A geração dos jovens pais possui um grande salto para geração dos avós atuais. Isso porque o acesso a conteúdos psicológicos e educacionais está mais presente na leitura familiar, mais acessível aos pais do que era para os avós quando jovens, de modo que muitas atitudes acabam se diferenciando.

Michele explica que os conflitos de gerações acabam acontecendo normalmente porque avós e pais pensam de um jeito muito diferente, além das posturas distintas das que foram aplicadas na criação dos filhos. “Muitos avós foram pais rígidos e agora são dóceis, assim como muitas vezes os pais não querem usar formas de educação que receberam na infância, como a palmada, sendo condenados pelos avós por não as usar”, conta a psicóloga.

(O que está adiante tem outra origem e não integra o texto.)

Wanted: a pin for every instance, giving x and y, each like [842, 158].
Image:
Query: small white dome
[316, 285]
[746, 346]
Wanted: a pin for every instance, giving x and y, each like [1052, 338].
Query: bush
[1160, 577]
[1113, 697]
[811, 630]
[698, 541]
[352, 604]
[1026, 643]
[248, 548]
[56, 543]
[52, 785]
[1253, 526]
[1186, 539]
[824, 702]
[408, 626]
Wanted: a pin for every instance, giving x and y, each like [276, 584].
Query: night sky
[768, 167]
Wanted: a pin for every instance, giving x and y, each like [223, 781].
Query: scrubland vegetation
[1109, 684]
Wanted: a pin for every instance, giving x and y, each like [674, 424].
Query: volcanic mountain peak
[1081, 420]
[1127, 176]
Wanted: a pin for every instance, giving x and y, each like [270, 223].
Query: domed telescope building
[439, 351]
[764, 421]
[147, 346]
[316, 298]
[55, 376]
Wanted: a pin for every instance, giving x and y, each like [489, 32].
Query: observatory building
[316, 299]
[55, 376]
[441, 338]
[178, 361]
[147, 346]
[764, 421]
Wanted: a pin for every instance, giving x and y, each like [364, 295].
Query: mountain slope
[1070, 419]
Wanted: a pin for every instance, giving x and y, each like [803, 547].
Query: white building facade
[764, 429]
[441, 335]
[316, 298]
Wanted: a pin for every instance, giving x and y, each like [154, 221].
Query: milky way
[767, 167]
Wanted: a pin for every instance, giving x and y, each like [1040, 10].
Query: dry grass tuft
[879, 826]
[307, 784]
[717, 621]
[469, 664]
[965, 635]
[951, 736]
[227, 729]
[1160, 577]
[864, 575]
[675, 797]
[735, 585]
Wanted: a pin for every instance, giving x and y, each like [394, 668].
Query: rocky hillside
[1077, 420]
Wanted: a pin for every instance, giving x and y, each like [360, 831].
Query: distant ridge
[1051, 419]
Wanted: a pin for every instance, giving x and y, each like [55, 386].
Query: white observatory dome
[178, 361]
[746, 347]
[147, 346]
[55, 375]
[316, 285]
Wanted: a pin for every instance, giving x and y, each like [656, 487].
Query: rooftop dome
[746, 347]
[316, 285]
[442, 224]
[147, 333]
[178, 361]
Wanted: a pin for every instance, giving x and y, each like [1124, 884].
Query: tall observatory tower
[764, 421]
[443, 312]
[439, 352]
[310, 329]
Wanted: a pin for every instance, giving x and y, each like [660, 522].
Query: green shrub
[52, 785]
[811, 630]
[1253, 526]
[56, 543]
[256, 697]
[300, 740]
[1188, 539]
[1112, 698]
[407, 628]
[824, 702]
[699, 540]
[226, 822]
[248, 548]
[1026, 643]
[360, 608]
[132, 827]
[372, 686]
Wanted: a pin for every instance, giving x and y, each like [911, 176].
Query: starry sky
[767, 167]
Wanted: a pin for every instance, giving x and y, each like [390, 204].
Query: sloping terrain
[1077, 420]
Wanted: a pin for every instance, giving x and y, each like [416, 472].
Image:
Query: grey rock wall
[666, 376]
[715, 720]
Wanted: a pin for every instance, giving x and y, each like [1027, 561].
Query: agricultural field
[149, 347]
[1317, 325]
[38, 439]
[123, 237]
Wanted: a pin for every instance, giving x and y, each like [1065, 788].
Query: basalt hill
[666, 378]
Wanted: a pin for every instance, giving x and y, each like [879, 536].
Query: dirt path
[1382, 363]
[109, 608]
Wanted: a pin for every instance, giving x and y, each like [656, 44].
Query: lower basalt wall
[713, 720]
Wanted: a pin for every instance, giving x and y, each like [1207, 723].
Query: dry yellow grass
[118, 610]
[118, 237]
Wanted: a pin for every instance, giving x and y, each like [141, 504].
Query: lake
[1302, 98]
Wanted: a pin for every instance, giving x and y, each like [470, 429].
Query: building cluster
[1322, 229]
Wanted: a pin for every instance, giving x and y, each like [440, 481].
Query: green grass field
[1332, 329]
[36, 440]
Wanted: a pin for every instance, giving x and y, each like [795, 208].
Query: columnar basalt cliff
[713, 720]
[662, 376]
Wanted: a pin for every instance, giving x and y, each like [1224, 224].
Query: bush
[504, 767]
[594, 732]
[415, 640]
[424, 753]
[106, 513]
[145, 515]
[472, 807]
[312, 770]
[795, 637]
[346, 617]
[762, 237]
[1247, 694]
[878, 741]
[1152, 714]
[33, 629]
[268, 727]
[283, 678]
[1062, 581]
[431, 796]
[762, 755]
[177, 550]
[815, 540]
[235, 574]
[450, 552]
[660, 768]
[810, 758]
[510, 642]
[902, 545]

Entretanto, é possível superar o conflito entre as gerações. Isso se dará por meio do respeito e do amor, da maturidade dos avós e dos pais que, embora possuam divergência de opinião, não se atacam nem agridem, muitas vezes deixando de impor sua opinião para escutar à do outro. “É uma relação de muito respeito ainda que existam conceitos e critérios diferentes, na qual se evitam os conflitos e as crianças percebam o respeito que há entre as diferentes posições dos adultos", explica Lelia, ao reforçar que essa postura beneficia a educação das crianças, pois quando há contraposição entre os adultos, as crianças percebem claramente, ficando passiveis de entristecerem-se ou de escolherem caminhos distintos de qualquer autoridade, longe dos valores dos pais e dos avós.

Entre os adultos, as conversas esclarecedoras baseadas em valores e sistemas familiares sólidos podem ser repassados dos avós para os pais, e algo mais moderno e novo dos pais para os avós. E esse diálogo é bastante proveitoso, de acordo com Lelia. “Os pais que são mais flexíveis vão considerar o que os avós dizem. Não é que tudo o que é novo é bom e o que é antigo é ruim. Toda a tradição familiar pode ter sido excelente, e pode continuar sendo excelente, pois há coisas que não mudam apesar do tempo”, afirma.

Mas Lelia alerta: se houver muita interferência, é melhor para a saúde mental e para a própria educação que os filhos fiquem com outras pessoas, na escola, por exemplo, para evitar uma interferência maciça na educação dos netos que seja contraditória à educação que os pais dão.

Ultrapassando limites

Os avós têm os limites que os pais dão, e eventualmente esses limites podem não ser respeitados, normalmente na melhor das intenções. Entretanto, o caminho não é partir para a agressividade ou atitudes drásticas.

Precisamos mais do que nunca de uma comunicação assertiva entre os pais e avós, principalmente para abordagem de um com o outro quando há um desrespeito às regras anteriormente estabelecidas.

Michele orienta que as recomendações dos pais devem ser dadas aos avós de forma muito clara, de modo a mostrar com o máximo de afetividade possível o que se tem como necessidade. “A cobrança acaba gerando uma sensação de ingratidão, então a clareza na comunicação é o grande segredo para que o vínculo não se quebre”. Também a maneira de dizer deve ser observado para evitar mágoas. “Você pode falar sobre um conteúdo bem coerente, bem embasado, com carinho. Porque a mágoa acontece quando o formato, a maneira de dizer, o tom de voz ou olhar são de alguma maneira agressivos”, finaliza Lelia.